Hello,
I am new to ES and just started exploring it. One question I have is
regarding _all field indexing. Is there way to influence position offsets
gap between properties of my JSON object when it is being rolled into _all
field similar to how array position_offset_gap flag functions? The reason I
am asking is that I would like to score a hit on multiple terms in a single
field higher than across multiple fields same way as a match on array
element should score higher than across its elements.
The reason I am trying to achieve it is because I am exploring different
approaches to searching a highly structured JSON with fairly small (few
words) individual field contents but very large number of fields and deeply
nested 1-N relationships. Essentially it is JSON representation of a
major business object in our system with couple hundreds fields many of
them are 1-N and graph depth is sometimes 4-6 levels deep (it is attractive
to index it as is so we can utilize the data stored in ES but I am not sure
it is feasible and we may be better off having a special representation
optimized for searching)
I should say that the system is for unstructured searches (structured ones
will be there as well but it is relatively simple once you know which
field(s) you are searching on) where user does not exactly know what field
may contain the data and would want not only find the data but which fields
were matched. One complication is a large number
of repetitive data which is coming from N-1 relations (i.e. Organization
can be referenced several times within our business object with different
purposes and additionally orgs are hierarchical so top portion of the
org hierarchy is highly repetitive across business objects) which tells me
that phrase auto suggest will be crucial especially if I can break it by
field where the phrase can occur)
If I take approach of searching _all I need to inject as much "structure"
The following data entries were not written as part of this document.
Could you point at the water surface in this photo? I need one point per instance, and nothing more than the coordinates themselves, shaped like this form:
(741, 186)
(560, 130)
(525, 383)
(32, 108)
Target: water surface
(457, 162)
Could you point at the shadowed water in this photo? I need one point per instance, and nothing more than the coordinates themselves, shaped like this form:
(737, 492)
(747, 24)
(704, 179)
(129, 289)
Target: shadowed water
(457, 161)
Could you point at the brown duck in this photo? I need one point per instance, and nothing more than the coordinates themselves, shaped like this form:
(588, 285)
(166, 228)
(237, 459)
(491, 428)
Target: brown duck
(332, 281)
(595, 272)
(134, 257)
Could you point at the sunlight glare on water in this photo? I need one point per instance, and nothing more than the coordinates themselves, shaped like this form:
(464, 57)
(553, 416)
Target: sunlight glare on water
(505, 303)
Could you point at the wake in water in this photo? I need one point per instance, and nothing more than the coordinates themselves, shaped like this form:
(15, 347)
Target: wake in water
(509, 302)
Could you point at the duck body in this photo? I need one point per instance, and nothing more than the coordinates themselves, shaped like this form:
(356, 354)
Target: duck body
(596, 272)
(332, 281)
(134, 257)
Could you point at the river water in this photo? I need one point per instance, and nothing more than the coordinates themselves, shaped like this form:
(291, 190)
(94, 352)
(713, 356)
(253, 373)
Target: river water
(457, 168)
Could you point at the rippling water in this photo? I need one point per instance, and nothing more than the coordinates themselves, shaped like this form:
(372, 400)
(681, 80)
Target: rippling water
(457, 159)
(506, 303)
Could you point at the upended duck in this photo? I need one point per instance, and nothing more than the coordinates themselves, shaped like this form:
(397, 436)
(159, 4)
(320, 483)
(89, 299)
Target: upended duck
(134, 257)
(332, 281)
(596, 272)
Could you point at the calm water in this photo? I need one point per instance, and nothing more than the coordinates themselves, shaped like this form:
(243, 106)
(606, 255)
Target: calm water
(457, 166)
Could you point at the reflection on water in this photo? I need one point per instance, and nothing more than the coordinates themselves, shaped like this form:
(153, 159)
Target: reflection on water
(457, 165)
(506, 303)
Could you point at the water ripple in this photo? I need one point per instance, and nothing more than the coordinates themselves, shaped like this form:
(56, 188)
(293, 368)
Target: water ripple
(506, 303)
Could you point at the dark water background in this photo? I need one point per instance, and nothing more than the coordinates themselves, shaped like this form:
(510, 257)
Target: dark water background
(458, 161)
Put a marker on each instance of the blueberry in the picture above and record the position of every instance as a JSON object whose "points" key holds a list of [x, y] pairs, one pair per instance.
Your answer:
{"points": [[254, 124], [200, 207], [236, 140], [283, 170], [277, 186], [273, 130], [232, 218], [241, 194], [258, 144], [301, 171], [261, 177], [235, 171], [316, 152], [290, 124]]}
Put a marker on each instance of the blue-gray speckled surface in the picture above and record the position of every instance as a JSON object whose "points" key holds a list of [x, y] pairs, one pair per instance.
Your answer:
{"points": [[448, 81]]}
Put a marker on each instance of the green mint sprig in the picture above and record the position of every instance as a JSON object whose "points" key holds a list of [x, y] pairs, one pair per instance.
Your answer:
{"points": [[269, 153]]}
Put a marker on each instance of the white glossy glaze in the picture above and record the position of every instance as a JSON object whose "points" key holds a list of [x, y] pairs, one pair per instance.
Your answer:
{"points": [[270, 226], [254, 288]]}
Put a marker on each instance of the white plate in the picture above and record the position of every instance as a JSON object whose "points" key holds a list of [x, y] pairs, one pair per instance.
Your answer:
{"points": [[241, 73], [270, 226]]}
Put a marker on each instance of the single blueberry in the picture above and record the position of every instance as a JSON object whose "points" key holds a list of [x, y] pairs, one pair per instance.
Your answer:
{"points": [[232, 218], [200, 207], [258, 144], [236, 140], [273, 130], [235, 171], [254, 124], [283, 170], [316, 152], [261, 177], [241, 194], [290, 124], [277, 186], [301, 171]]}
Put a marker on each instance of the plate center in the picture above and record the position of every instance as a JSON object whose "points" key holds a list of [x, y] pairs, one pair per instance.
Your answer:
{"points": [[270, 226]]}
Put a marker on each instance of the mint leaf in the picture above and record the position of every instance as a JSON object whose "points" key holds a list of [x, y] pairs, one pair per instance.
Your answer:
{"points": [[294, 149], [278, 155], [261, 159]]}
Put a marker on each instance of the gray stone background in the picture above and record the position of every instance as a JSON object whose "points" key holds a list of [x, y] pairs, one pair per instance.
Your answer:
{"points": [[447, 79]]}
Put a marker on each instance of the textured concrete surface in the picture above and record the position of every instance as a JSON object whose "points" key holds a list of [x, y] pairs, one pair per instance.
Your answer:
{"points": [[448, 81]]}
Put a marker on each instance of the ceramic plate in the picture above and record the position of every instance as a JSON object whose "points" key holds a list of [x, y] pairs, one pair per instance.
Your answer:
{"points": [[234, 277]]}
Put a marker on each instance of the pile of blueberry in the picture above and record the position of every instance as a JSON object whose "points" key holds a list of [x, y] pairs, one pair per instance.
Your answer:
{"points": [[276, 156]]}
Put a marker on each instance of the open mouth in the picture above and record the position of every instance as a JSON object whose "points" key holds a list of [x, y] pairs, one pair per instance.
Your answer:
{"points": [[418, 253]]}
in it as I can and as far as I understand the only way is by using offset
gaps and then use phrase/span queries
If I take approach of searching across all fields it might quickly become
very slow (I have not tried this approach at all yet).
- Anyone has experience of running complex queries against couple of
hundreds of fields? - Will score calculation be meaningful?
- And anyways what kind of queries can I run against couple of hundreds of
small text fields? AND? SPAN? PHRASE? DIS_MAX?
Sorry for the lengthy post I will post my architectural/design questions
separately
Thank you,
Alex
--